Last week I gave a sketch of the Eishenhower Matrix, which has challenged leaders to focus on the most important things and to not allow the urgent to dominate and derail them. As a reminder, here is a sketch of the matrix:
While many leaders have been served well with the thinking behind the framework, as Christians we must view the matrix through the lens of our faith.
We are servants first.
Without understanding your identity as a servant, leaders (myself included) can use the “important but not urgent” category as an excuse to isolate themselves and be unapproachable and unavailable to the teams they serve alongside.
Much of ministry to people is unplanned.
My friend Darrin Patrick has said, “The most impactful conversations happen at the most inconvenient times.” Some of the best interactions are not on the calendar. Some of the most holy moments are opportunities disguised as interruptions. Without that understanding, leaders (like myself) can loathe the urgent, and those great opportunities would be missed.
If you approach the matrix with the foundation that you are a servant and that God works in the midst of the urgent, then the matrix can be very helpful. After all, it is possible to be both a strategic leader and a servant leader. One does not need to negate the other. As you think about leading and serving your team, here are three thoughts about serving your team while simultaneously thinking more strategically about your time:
You don’t serve people well if you enable “urgent only” behavior.
There is a difference in being responsive to those you lead and enabling them to live with chaotic urgency. Some decisions and some conversations should not be “drive-by” or “drop-ins” because they won’t receive the focused time they warrant. We are serve our teams well if we help them move strategic conversations out of the urgent box.
The more conversations you move to the “important, not urgent” quadrant, the more energy you have for the “important, urgent.”

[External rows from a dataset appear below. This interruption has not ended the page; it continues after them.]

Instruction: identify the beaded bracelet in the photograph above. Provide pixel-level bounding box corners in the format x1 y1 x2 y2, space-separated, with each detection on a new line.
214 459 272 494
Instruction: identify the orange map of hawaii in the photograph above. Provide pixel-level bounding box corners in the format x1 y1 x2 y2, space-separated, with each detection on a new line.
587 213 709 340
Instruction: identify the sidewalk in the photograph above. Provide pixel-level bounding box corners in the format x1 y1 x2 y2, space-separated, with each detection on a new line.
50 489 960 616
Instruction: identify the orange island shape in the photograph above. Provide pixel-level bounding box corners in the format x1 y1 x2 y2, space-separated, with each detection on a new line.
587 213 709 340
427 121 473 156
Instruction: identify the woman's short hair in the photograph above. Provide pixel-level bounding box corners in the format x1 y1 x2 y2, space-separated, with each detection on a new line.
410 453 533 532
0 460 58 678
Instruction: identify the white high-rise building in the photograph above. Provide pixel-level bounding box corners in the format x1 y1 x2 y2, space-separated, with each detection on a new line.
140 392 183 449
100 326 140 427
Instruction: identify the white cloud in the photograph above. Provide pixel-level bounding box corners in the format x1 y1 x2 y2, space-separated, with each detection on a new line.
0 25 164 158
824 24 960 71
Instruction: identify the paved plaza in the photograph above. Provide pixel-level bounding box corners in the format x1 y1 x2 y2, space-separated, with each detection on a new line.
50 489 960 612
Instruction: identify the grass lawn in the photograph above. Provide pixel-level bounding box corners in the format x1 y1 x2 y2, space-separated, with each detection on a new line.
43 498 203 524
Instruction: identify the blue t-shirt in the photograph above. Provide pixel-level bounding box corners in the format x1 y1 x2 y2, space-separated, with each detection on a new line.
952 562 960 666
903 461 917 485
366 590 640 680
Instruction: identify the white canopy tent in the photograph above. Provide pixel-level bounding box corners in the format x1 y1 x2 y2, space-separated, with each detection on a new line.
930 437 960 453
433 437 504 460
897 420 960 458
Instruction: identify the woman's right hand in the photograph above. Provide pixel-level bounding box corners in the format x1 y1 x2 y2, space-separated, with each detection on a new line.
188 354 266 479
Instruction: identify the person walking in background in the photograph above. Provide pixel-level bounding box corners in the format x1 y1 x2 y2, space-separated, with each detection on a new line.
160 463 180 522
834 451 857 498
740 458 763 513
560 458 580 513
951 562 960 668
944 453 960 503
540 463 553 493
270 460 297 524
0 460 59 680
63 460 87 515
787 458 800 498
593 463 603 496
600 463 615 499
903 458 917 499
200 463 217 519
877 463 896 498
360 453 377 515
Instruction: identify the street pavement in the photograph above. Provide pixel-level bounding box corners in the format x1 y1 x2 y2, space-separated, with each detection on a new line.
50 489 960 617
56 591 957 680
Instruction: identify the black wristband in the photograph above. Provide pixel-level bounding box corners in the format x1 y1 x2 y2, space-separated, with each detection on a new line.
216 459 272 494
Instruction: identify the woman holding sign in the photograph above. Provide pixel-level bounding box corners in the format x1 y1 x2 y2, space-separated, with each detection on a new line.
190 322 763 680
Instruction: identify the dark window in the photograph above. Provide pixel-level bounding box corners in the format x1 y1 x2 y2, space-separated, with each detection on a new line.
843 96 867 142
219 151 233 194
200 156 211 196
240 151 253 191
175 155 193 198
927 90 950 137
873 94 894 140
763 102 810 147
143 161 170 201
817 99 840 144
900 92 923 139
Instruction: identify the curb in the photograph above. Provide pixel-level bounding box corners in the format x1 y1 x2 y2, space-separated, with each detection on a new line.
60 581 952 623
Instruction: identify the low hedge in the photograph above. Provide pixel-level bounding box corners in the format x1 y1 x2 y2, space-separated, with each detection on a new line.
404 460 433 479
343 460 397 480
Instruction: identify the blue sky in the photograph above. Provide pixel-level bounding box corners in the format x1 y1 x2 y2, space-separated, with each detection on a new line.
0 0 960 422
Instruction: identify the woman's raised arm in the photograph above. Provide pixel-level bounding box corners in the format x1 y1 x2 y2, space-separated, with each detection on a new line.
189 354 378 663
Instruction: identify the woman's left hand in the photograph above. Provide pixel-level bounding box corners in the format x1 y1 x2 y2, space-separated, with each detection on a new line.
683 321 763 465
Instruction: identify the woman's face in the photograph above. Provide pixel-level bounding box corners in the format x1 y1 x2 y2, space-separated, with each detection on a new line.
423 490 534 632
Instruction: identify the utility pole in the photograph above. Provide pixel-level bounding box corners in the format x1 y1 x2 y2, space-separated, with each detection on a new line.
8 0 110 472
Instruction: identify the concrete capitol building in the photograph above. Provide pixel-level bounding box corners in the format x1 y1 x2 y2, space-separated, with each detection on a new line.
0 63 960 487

The “important, urgent” quadrant is where work gets done, where people are served in the midst of crises, and where we are able to respond to our teams. It is also the space that most overwhelms leaders. By moving some conversations to the “important, not urgent” box, leaders have more mental and emotional energy for the truly urgent.
If you don’t spend time in the “important, not urgent” quadrant, you are not serving the team well for the future
If you only live in the urgent boxes, you are not serving those you lead well. You are not developing yourself, not planning for the future of the organization, not evaluating, not prayerfully considering the development of your team. You are only thinking about today if you don’t invest time in the “important, but not urgent.”
Martin Luther said, “a Christian man is the most free lord of all, and subject to none; a Christian man is the most dutiful servant of all, and subject to every one.” We are servants first because He first served us. But we don’t serve well if we enable unnecessary chaos.